Specifically, U.S. officials are talking with Israeli military officials about whether it is necessary for Israel to insist on maintaining an army occupation in the Jordan Valley (on Palestinian territory) as part of any final deal. Lake:
The Daily Beast has learned that Martin Indyk, the administration’s special envoy for Israeli-Palestinian negotiations, and his team have quietly been meeting with Israeli reservist generals and other leading national-security experts to discuss American ideas for securing the Jordan River Valley without a permanent Israeli troop presence. That’s an idea the current Israeli defense minister opposes, and strongly.
On the surface, these informal meetings may not sound like lobbying—at least, not the stuff-cash-in-congressmen’s-pockets style of lobbying we hear about in Washington. There’s no hard sales pitch, just a genteel discussion of issues. But the conversations are part of a larger effort to “prepare the Israeli public” to accept hard compromises for peace with the Palestinians, as one U.S. official working on the negotiations put it. And some senior members of the Israeli government, including Defense Minister Moshe Yaalon, are not happy. Yaalon views the get-togethers with the Israeli reservist generals as a way to circumvent his own objections to any security plan that would require Israel not to have troops on the border with Jordan.
Oh, how wily and underhanded of Indyk! Far from a sneaky ploy to gin up support for a final deal without a continued Israeli occupation of Palestinian lands (which of course would never be accepted by the Palestinian side, as Yaalon and Netanyahu know full well), it seems entirely reasonable that the U.S. envoy would speak with Israeli generals about the need (or not) to have a presence in the Jordan Valley.
Lake seems to want to portray this as a quiet coup, since people like Yaalon and Netanyahu oppose IDF withdrawal from the West Bank. But many current and former officials don’t agree that an Israeli presence in the Jordan Valley is necessary as part of a final deal.

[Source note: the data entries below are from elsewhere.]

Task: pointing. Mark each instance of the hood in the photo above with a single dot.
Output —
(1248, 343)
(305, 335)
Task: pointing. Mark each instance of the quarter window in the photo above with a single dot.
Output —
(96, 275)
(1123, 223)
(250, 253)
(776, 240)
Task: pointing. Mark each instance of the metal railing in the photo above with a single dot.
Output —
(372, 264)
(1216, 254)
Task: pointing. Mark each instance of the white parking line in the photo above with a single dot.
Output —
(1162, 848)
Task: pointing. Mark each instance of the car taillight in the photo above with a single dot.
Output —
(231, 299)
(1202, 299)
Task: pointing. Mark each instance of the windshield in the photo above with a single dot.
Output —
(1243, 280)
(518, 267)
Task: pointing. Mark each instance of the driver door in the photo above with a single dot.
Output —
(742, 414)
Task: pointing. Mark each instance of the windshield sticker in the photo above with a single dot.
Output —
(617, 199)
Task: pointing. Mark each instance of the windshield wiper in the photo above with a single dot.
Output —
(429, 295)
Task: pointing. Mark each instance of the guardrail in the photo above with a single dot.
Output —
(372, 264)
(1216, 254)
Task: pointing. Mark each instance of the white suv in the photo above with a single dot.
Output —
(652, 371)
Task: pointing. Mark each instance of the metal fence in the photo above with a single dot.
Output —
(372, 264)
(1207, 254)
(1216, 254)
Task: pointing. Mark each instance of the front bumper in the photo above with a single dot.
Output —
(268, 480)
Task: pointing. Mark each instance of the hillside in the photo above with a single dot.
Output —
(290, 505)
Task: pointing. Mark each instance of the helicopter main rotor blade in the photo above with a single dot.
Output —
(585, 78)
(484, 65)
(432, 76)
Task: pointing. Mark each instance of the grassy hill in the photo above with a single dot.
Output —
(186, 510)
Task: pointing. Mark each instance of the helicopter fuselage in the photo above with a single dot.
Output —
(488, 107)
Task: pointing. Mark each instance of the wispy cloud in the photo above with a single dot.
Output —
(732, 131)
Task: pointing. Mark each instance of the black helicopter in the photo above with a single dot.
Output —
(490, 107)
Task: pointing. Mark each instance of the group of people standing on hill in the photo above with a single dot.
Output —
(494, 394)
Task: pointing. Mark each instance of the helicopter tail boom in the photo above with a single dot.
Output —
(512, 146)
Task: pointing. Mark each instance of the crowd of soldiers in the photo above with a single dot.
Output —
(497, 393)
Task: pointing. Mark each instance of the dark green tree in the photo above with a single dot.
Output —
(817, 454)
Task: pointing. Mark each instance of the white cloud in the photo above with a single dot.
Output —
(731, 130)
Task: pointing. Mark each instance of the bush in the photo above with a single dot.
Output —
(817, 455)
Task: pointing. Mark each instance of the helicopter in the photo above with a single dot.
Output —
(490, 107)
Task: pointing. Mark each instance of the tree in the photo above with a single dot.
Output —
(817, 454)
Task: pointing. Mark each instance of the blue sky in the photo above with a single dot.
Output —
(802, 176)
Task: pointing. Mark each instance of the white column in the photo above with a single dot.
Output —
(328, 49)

Dov Weisglass, who was a top advisor to former Israeli Prime Minister Ariel Sharon and by no means a dove, wrote earlier this month that there really is no security justification for such a presence. Former Mossad chief Meir Dagan also argued there is no military or security need.
In reality, the push to maintain an occupation in the Jordan Valley, an area constituting some 20% of the West Bank, is a political one about denying Palestinian statehood and holding out hope for an eventual annexation of the coveted “Judea and Samaria.” The increasing sway of the settler movement in Israeli politics has caused some politicians to insist on this presence in the Jordan Valley, but it seems clear they only insist upon it because they know it will destroy any chance for a peace settlement.
The last thing Israel wants is a final agreement. As Yousef Munayyer has written at The Daily Beast, “Israel needs negotiations to provide cover for its continued colonization of Palestinian territory and create the impression that its presence in the West Bank is temporary and its withdrawal around the corner.”